Classifying Candida species using Mixed Integer Optimization based optimal classification trees

Abstract

Global medical use of azole antifungals and echinocandins has led to an enormous increase in resistant Candida species, that are most commonly associated with fungal infections. A possible mechanism causing resistance are single or simultaneous point mutations in the genes responsible for encoding antifungal target enzymes. The aim of this thesis is to apply and compare several classification algorithms, in particular decision tree algorithms, on Candida data sets received from the Westerdijk Fungal Biodiversity Institute. Bertsimas and Dunn recently introduced a novel formulation based on Mixed Integer Optimization to generate optimal classification trees. We have implemented this method and applied it on C. albicans and C. glabrata data sets to construct univariate and multivariate classification trees. We were able to correctly classify 68-72% of the C. albicans isolates and 76.5-82.5% of C. glabrata isolates. Moreover, by changing the objective function and adding constraints to the original MIO formulation, we constructed trees that take into consideration false negative errors, decreasing this type of error by 64-80% for C. albicans and 56-66% for C. glabrata.
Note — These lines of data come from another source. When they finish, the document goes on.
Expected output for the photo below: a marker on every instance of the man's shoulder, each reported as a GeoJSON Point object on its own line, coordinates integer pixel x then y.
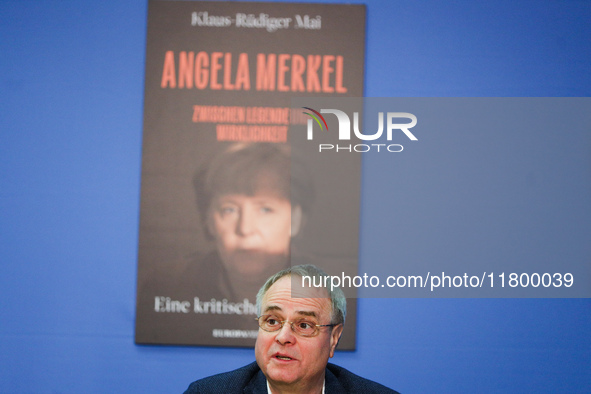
{"type": "Point", "coordinates": [227, 382]}
{"type": "Point", "coordinates": [352, 383]}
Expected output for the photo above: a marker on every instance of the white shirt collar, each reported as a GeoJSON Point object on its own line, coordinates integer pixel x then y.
{"type": "Point", "coordinates": [269, 387]}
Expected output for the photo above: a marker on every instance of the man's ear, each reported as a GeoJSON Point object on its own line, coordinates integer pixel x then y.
{"type": "Point", "coordinates": [296, 220]}
{"type": "Point", "coordinates": [335, 336]}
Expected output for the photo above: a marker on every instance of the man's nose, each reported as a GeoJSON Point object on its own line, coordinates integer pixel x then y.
{"type": "Point", "coordinates": [285, 334]}
{"type": "Point", "coordinates": [246, 222]}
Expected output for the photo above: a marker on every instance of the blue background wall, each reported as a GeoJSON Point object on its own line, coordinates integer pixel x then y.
{"type": "Point", "coordinates": [71, 80]}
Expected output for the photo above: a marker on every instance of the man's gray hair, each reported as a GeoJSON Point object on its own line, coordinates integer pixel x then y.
{"type": "Point", "coordinates": [336, 295]}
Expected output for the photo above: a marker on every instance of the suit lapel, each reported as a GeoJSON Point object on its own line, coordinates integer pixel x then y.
{"type": "Point", "coordinates": [331, 384]}
{"type": "Point", "coordinates": [257, 385]}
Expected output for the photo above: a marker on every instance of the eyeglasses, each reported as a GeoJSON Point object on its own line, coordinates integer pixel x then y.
{"type": "Point", "coordinates": [302, 327]}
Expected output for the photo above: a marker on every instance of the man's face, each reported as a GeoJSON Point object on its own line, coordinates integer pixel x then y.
{"type": "Point", "coordinates": [252, 233]}
{"type": "Point", "coordinates": [289, 360]}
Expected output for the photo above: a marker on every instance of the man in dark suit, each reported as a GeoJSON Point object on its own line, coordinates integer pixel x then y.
{"type": "Point", "coordinates": [300, 327]}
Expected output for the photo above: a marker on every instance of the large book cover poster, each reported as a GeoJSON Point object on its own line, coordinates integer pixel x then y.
{"type": "Point", "coordinates": [226, 201]}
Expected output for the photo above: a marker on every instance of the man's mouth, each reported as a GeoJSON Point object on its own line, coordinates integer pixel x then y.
{"type": "Point", "coordinates": [282, 357]}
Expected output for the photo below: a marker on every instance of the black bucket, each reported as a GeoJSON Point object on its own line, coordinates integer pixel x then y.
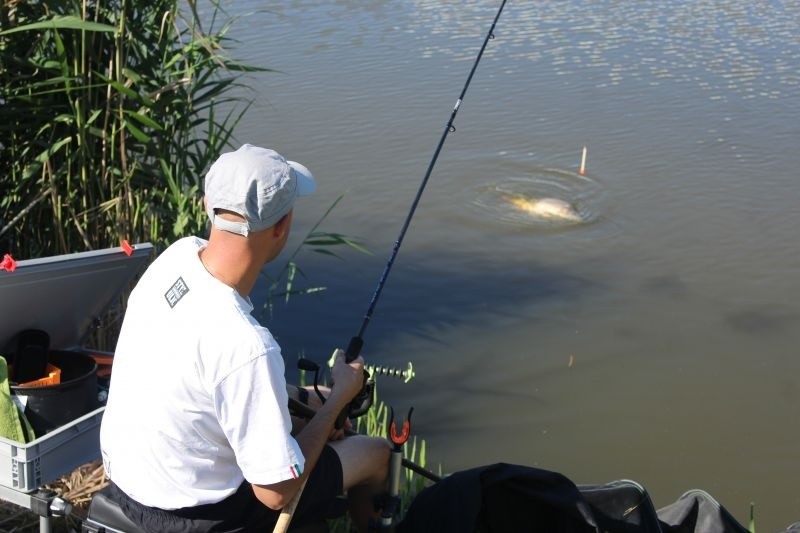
{"type": "Point", "coordinates": [51, 406]}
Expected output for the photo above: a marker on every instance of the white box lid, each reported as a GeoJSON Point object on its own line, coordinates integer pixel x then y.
{"type": "Point", "coordinates": [64, 295]}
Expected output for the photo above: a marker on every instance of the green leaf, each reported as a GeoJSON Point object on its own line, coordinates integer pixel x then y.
{"type": "Point", "coordinates": [68, 22]}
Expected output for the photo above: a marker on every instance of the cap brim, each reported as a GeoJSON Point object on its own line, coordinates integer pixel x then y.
{"type": "Point", "coordinates": [305, 180]}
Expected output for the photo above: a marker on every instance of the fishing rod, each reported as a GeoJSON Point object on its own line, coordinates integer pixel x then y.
{"type": "Point", "coordinates": [362, 402]}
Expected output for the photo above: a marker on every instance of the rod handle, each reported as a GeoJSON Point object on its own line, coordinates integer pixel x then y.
{"type": "Point", "coordinates": [353, 349]}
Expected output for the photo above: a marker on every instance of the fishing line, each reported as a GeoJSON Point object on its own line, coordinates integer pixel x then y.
{"type": "Point", "coordinates": [356, 343]}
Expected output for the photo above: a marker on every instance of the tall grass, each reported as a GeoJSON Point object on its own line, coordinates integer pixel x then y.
{"type": "Point", "coordinates": [109, 113]}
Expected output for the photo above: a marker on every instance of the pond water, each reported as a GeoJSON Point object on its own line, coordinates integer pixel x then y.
{"type": "Point", "coordinates": [656, 338]}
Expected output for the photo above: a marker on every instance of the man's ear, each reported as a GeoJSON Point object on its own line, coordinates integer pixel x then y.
{"type": "Point", "coordinates": [282, 226]}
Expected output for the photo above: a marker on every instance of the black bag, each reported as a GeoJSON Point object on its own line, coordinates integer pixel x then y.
{"type": "Point", "coordinates": [512, 498]}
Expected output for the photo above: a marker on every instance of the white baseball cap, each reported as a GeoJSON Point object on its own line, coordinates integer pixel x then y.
{"type": "Point", "coordinates": [257, 183]}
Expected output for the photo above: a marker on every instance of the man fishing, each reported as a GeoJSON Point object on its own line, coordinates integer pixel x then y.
{"type": "Point", "coordinates": [196, 434]}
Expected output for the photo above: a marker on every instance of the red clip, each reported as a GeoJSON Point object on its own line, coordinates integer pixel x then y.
{"type": "Point", "coordinates": [403, 436]}
{"type": "Point", "coordinates": [8, 263]}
To deal with ambiguous nucleotides in the C. albicans data set we introduced a novel formulation to construct non-binary classification trees. It turned out that ternary trees are a good representation of the C. albicans data set, performing strong in terms of out-of-sample accuracy. Finally, we identified combinations of amino acid substitutions and nucleotide mutations possibly related to resistance in C. albicans and C. glabrata.